A stellar cast has helped to bring many of those figures to life, The Crown’s young fans enthuse, with many singling out both Vanessa Kirby’s portrayal of the Princess Margaret (which “tugged at my emotions”, per Anderson) as well as Helena Bonham Carter’s iteration (“one of my favourite actresses,” Forester says). The show has also turned Diana, myth and mononym, into a more tangible entity for those born prior to her death in 1997, with Emma Corrin’s turn as the Princess last season described by this newspaper as “heartbreaking”.

Heartbreaking: Emma Corrin as Diana last season - Netflix
Heartbreaking: Emma Corrin as Diana last season - Netflix

The last season ended with she and Charles (Josh O’Connor, another Gen Z fave) having a particularly unmerry Christmas at Balmoral – and the tumult set to envelope this season will make the world’s most famous family “relatable” to young viewers like never before.

This is, in part, due to the fact that far more scandals hit the Royal Family during 1991-97, when season five is set. From Princess Diana’s incendiary biography to the Bashir interview, then-Prince Charles’s own tell-all sitdown with Jonathan Dimbleby, “tampongate” (when Charles told Camilla he wanted to “live inside her” like Tampax, Fergie’s toe-kissing sojourn in the south of France, Princess Anne’s divorce and a fire at Windsor Castle, the scriptwriters presumably had a fairly easy day at the office.

Morgan, whose show has secured more than 400 award nominations and 129 wins, told Variety that “we must all accept that the 1990s was a difficult time for the Royal Family, and King Charles will almost certainly have some painful memories of that period.” But he added that it needn't follow “that, with the benefit of hindsight, history will be unkind to him, or the monarchy. The show certainly isn’t. I have enormous sympathy for a man in his position – indeed, a family in their position. People are more understanding and compassionate than we expect sometimes.”

This compassion is keenly felt by young viewers, for whom the show has changed their opinions of the monarchy. Forester, for instance, says that while she is “super anti-monarchical” and “critical of colonialism and racism, which is a big issue in the UK’s history,” watching The Crown “really makes you forget all this.”

'Tampongate': Olivia Williams plays Camilla Barker Bowles, opposite Dominic West as Prince Charles - Netflix
'Tampongate': Olivia Williams plays Camilla Barker Bowles, opposite Dominic West as Prince Charles - Netflix

For some, it has gone further – each season raking over so much royal turmoil as to make Gen Z viewers fearful for those who have as yet evaded its storylines. “I'm especially worried about Prince Harry's family and their wellbeing,” Anderson says. “Meghan has been under scrutiny the moment she was first pictured with Harry and it doesn't seem [like it will stop] anytime soon. …As for Lilibet and Archie they were blessed with two amazing parents but I do genuinely worry for how they'll be treated when they're older.”

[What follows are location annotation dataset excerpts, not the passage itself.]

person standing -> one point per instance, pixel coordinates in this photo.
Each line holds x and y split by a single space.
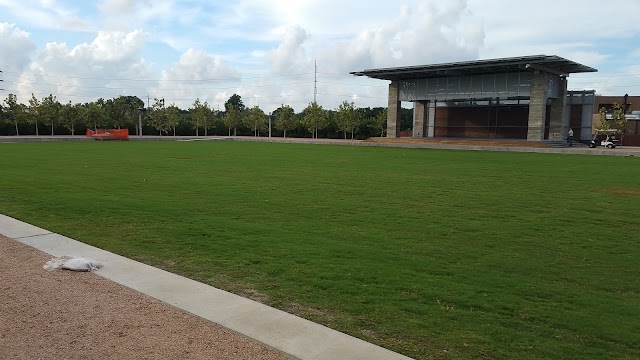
570 137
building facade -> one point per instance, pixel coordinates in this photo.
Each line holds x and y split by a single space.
511 98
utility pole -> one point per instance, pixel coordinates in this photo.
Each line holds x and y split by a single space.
315 80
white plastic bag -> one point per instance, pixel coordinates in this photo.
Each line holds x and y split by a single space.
72 263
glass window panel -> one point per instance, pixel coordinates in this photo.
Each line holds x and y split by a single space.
441 88
432 88
524 87
421 89
501 85
465 87
512 84
476 86
453 87
488 85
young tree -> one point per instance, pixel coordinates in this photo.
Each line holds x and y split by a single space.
49 110
158 116
314 118
199 114
173 117
619 120
232 119
236 101
380 122
256 120
285 119
72 115
348 118
14 110
95 114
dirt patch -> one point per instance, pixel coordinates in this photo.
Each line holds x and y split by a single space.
69 315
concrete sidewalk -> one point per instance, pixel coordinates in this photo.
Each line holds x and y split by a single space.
290 334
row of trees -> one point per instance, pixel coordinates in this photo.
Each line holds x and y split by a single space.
199 119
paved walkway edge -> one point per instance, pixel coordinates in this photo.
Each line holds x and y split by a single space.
282 331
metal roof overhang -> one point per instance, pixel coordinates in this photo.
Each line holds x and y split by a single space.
549 63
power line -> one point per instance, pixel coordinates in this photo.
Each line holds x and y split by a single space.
156 80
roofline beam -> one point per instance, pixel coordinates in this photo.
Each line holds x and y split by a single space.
547 69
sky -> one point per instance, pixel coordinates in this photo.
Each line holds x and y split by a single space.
282 51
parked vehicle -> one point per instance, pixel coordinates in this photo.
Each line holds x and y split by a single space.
609 140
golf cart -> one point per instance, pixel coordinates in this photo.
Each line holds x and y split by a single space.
609 141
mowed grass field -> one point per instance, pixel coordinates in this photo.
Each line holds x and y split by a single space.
434 254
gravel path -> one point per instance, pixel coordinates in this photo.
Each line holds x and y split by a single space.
69 315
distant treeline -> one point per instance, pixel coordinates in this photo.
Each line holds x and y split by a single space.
47 116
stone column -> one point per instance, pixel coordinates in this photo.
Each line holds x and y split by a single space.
559 122
419 118
431 119
538 106
588 109
393 111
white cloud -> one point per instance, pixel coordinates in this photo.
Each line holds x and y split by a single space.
290 56
196 75
102 68
121 7
16 48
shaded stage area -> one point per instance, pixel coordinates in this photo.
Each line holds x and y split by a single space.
487 122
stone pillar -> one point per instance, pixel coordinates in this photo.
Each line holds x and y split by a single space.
538 106
559 116
431 122
419 118
588 109
393 111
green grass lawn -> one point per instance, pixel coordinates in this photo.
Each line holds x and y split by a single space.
434 254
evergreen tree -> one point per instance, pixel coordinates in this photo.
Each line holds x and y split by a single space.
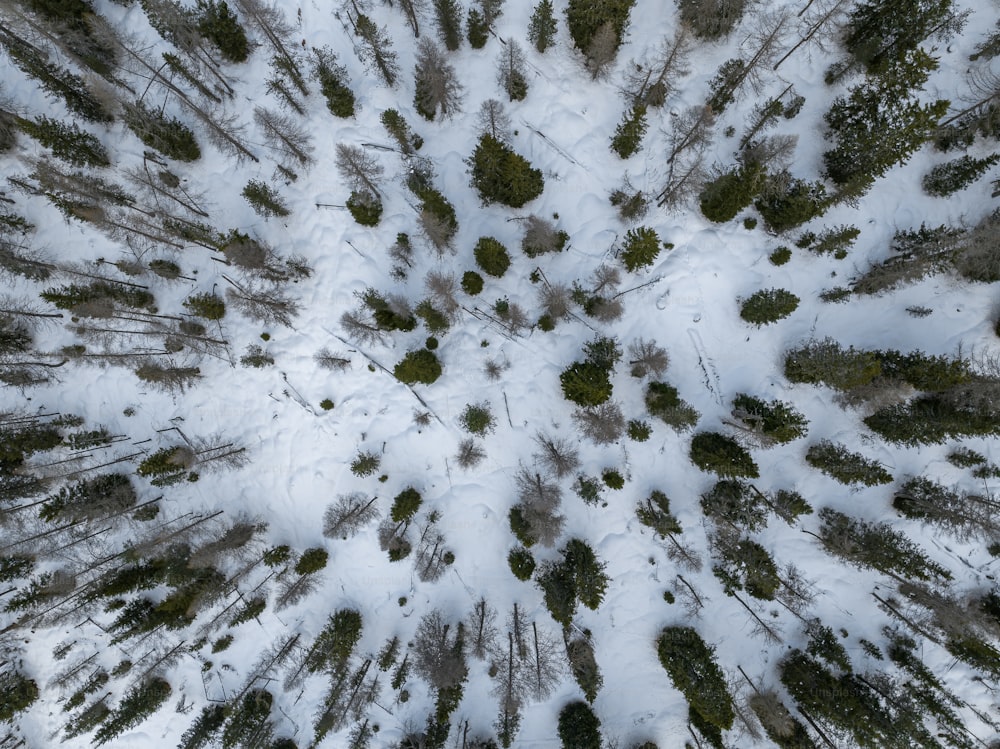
503 176
218 24
447 13
955 175
542 26
67 142
628 135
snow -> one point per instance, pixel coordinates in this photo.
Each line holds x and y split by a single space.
299 455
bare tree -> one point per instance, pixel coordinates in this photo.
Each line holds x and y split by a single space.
349 514
439 651
359 170
647 358
470 453
651 82
556 454
494 120
481 629
284 136
437 86
602 424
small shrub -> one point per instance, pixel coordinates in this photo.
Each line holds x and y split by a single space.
780 256
478 419
613 479
836 461
768 305
365 464
521 562
418 366
472 283
492 257
640 249
639 431
722 455
365 207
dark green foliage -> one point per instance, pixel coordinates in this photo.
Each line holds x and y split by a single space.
836 461
628 135
491 257
955 175
476 28
768 305
878 546
542 26
206 305
579 728
58 81
168 135
735 503
447 13
334 645
503 176
691 665
405 505
585 383
712 19
18 694
640 249
655 513
137 705
722 455
418 366
409 142
312 560
776 420
585 18
827 362
787 202
99 293
746 565
521 562
205 726
67 142
472 282
248 723
218 24
365 207
264 199
333 83
879 125
731 192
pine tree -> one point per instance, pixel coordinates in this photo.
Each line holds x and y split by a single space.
503 176
67 142
628 135
542 26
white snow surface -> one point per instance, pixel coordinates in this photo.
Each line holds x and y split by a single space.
299 455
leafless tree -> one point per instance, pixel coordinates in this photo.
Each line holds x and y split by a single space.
512 71
266 304
439 651
602 51
602 424
647 358
650 83
349 514
376 52
481 629
556 454
358 169
437 86
494 120
284 136
470 453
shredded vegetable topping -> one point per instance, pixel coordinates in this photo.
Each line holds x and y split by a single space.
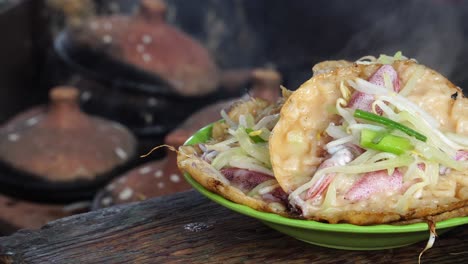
397 137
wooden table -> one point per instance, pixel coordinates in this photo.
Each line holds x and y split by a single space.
188 228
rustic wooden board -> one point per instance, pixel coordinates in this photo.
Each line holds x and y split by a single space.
188 228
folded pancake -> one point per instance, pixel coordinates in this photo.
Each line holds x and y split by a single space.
376 141
235 162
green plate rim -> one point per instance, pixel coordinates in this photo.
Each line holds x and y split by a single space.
204 134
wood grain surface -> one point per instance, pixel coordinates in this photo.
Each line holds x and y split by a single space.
188 228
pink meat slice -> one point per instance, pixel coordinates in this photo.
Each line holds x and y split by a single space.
375 182
244 179
364 101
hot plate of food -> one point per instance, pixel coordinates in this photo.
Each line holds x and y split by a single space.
365 155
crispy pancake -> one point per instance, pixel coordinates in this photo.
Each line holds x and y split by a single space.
299 155
240 185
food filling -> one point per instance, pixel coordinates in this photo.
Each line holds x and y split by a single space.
385 152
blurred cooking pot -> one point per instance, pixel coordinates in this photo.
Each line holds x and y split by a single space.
141 71
59 152
163 177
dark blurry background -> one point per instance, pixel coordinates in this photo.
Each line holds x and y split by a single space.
287 36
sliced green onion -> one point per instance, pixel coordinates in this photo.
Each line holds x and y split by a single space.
380 135
389 123
388 143
254 136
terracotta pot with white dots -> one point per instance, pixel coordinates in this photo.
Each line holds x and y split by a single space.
60 149
163 177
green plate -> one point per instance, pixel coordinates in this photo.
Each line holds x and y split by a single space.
341 236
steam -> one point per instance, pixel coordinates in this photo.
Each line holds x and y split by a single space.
429 31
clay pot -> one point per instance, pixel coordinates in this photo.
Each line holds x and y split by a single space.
58 147
64 144
163 177
142 68
148 43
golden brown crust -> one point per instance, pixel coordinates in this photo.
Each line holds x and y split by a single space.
188 161
305 113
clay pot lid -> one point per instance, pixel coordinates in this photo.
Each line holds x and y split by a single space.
60 143
152 179
146 41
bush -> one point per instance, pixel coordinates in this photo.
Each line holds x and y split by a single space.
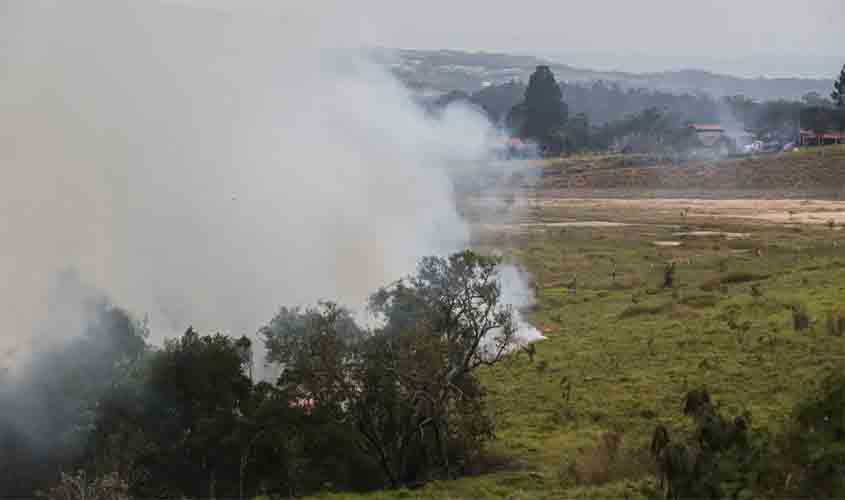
836 323
80 487
608 462
732 279
645 309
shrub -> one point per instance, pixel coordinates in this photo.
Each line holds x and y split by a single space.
609 461
836 323
80 487
817 438
645 309
732 279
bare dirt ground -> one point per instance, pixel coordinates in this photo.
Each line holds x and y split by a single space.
762 210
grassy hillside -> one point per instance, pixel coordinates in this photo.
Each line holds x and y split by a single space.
627 350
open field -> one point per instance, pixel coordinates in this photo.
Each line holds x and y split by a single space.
622 351
809 173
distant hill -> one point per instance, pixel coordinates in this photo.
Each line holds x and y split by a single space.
448 70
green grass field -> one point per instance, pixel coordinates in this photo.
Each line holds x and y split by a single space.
621 353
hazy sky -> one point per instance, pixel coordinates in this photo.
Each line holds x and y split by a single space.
747 37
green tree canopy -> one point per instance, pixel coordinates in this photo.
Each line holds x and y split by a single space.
543 113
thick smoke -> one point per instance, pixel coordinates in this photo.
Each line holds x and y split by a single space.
204 168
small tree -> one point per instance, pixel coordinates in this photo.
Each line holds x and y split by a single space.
838 97
838 94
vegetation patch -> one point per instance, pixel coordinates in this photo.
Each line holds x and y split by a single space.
734 278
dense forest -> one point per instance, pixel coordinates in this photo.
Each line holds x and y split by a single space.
353 409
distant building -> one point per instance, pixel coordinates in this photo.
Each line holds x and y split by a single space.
712 139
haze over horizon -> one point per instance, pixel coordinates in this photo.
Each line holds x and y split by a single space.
751 38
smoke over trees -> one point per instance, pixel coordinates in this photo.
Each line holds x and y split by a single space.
542 113
359 408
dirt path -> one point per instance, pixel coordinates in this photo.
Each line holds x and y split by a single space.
769 211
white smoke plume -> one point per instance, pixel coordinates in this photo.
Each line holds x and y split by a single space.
205 167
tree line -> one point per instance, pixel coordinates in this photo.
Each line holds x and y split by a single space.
571 118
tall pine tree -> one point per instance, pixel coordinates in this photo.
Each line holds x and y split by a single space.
543 111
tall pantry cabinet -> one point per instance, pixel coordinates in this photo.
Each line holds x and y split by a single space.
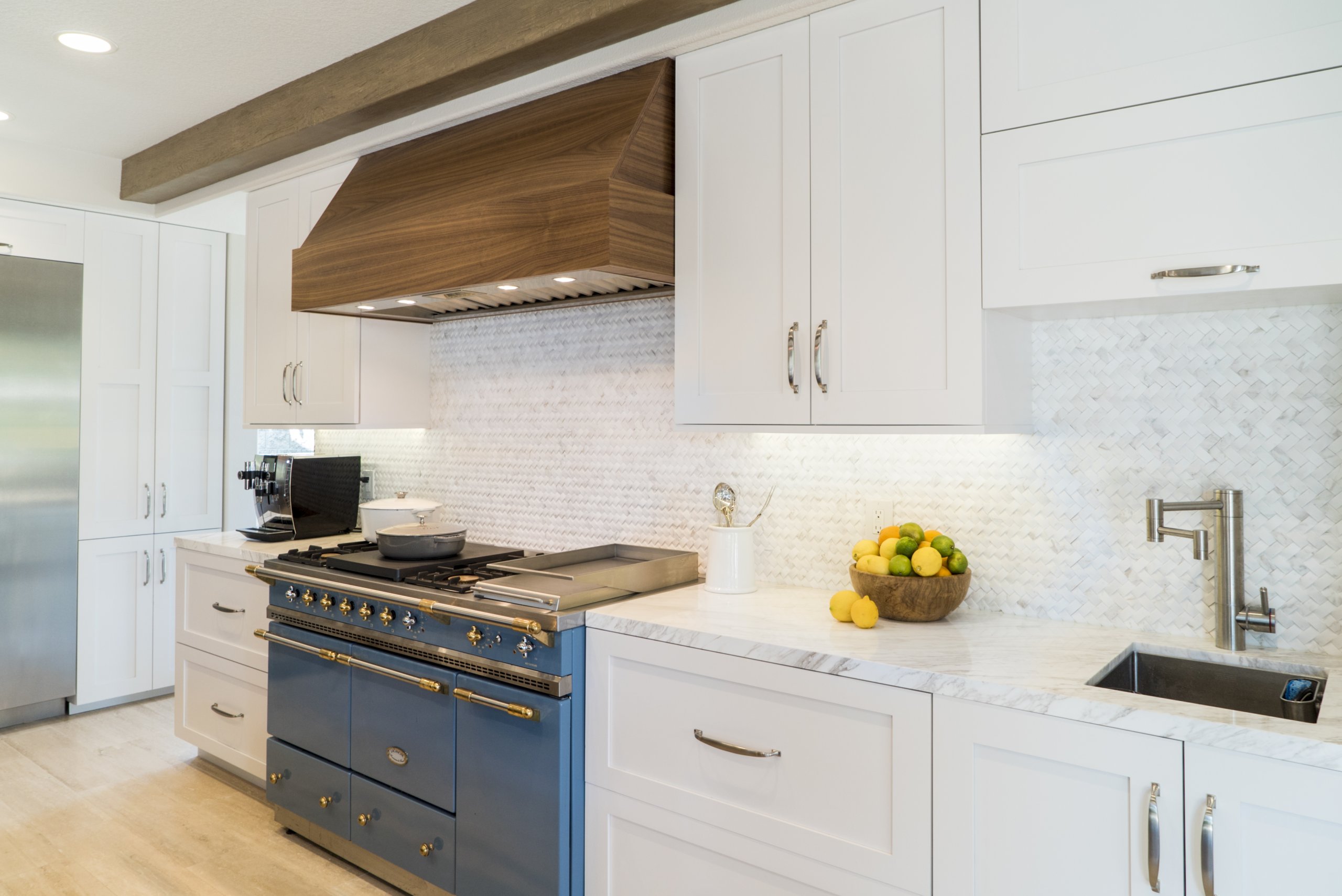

Morgan has decided the sixth season will in fact be the last. (A subject presumably dependent on the point at which the Sussex-related drama becomes too delicious to ignore, and a seventh gets underway...)

But Lapidge, who was born in 1999, says that Gen Z watchers are in no need of a hard stop. “It would be nice to watch the parts that I was alive to witness,” and that the show need call it a day “when it’s no longer good.” With enough recent scandal to make the Diana years look tame, an award-winning team behind it and a rapt audience, that day may be some way off.